Lady Bird‘s Beanie Feldstein Has Boundless Potential (and the Enthusiasm to Match)
The effusive 23-year-old rising star loves everyone on and everything about her new film.
By the week before their film premieres, most actors will have grown tired talking about whatever it is they’ve been promoting over the countless interviews and promo spots that have their every waking hour. Not so for Beanie Feldstein, star of Greta Gerwig’s critically-acclaimed directorial debut, Lady Bird.
“I’m going to try not to get emotional, because [the movie] actually means so much to me,” she said, sitting in a midtown Manhattan coffee shop last week, before Lady Bird opens November 3. “It would be my favorite movie if I wasn’t in it. Am I allowed to say that?”
The project marks the second major film for the 24-year-old Feldstein, who is the younger sister of Jonah Hill. It follows on the heels of a standout supporting role in Neighbors 2, a gig she booked just over a month after her graduation from Wesleyan College. In Lady Bird, she plays Julie Steffan, the sweet, musical-theater loving best friend of Saoirse Ronan’s titular Lady Bird.
“When I read, ‘sweet, chubby, theater girl,’ I was like, ‘That’s me!’” she said. “But in a lot of ways I think I am a lot like Lady Bird, at least when I was a teenager—just a little bit more brash. So at the beginning, I felt I was like Julie, but as we went along, I realize she’s better and I owed it to her to get it right.”
It helped, of course, that like Julie, Feldstein herself quickly bonded with Ronan, her onscreen best friend. “We’re in love,” she said. “She is just the most delicious woman. We instantly connected. She is endlessly funny and smart. I look up to her so much. I saw Brooklyn so many times.”
That same admiration extends to Gerwig, whom Feldstein described as “a perfect person.” “I am obsessed with her. I mean, I could go on and on,” she said. “Frances Ha was so important to me and my best friends in college. We watched it all the time. It was my best friend’s cover photo on Facebook. The way that she and Noah [Baumbach] wrote female friendship was so perfect. I was such a big fan.”
The film was shot in California last fall, with a group of impressive young actors, including Odeya Rush, Lucas Hedges, and Timothée Chalamet, as well as Laurie Metcalf and Tracy Letts, rounding out the cast. “It was the most warm, safe set,” said Felstein. “We all felt so protected. She is an actress, and she knows what it feels like. Greta is actually one of the most intelligent and brilliant women I have ever been around.

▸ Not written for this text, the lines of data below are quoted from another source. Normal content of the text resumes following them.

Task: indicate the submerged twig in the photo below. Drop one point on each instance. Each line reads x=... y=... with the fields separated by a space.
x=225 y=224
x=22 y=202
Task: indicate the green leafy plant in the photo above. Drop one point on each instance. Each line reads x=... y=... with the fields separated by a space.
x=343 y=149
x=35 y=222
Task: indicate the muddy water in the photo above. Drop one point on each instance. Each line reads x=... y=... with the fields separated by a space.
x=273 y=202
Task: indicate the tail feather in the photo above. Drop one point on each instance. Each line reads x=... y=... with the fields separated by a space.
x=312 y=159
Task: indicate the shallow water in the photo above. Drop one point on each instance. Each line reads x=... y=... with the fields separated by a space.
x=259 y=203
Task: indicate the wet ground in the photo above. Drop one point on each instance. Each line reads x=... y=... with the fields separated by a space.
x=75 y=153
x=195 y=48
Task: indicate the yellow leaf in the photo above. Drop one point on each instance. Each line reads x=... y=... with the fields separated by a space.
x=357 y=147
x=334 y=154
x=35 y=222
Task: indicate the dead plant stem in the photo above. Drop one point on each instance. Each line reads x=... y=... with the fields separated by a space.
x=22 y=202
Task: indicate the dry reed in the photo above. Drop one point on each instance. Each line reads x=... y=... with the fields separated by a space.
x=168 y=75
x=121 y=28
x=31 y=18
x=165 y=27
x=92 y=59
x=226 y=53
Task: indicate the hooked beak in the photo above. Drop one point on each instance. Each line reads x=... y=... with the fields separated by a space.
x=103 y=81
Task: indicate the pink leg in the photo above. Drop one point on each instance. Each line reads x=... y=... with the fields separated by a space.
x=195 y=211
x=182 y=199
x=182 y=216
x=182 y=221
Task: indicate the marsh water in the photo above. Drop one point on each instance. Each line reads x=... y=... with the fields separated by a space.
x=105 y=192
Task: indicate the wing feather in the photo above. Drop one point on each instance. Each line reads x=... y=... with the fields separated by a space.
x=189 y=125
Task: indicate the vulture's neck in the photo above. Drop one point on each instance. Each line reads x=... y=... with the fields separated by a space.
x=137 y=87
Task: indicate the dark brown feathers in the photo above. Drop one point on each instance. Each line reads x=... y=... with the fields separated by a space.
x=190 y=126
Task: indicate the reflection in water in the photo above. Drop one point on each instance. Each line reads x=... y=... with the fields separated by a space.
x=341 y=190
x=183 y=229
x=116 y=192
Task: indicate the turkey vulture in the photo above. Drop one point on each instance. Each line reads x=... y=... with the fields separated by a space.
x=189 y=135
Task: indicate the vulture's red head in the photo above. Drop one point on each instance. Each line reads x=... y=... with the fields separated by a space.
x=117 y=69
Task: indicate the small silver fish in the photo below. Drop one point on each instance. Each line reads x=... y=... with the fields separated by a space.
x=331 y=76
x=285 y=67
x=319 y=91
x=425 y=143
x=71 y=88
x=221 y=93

She’s read everything, she’s seen everything. She’s so knowledgeable. I literally kept a note on my phone of, ‘Things Greta said today.’”
The actress spoke with unabashed enthusiasm for the film, which has already received early Oscar buzz, a sentiment she notes the whole cast shared. “One of my favorite memories from shooting was during the homecoming dance, and I was sitting with Lucas [Hedges] and it was sort of quiet, and he just said, ‘We’re in Greta Gerwig’s first movie.’” she recalled. “You could feel how special this film would be.” And when Feldstein finally saw the completed project earlier this summer? Forget it. “When I tell you I cried—I cried for like 45 minutes after I left,” she said. “And I read the script ninety times; I know what happens.”
Her mother also cried when seeing the movie, and her brother Jonah also gave his stamp of approval. “Him seeing the movie was super special, and I just think he is the best and has the best taste, so I was thrilled,” she said. “We are best friends and we talk all the time about tons of stuff, so it would be forced to actively not talk about [acting]. We talk about it the way you would talk about your job with your best friend. We think the world of each other. ”
Beyond Lady Bird being just a very good film, Feldstein also calls it “the most important thing that ever happened to me.” She’s not exaggerating that much—it helped to land her dream job: a stint on Broadway.
During the shooting of Lady Bird, producer Scott Rudin was casting for the unfilled role of Minnie Fay in the current revival of Hello, Dolly! starring Bette Midler. Feldstein, a self-professed musical theater fanatic (she’s in a school musical in Lady Bird), was asked to send in an audition tape. She found out she booked the job that same day. “I was sitting in my childhood bedroom, fell to the floor, hysterically crying,” she said. “I thought I was being Punk’d.”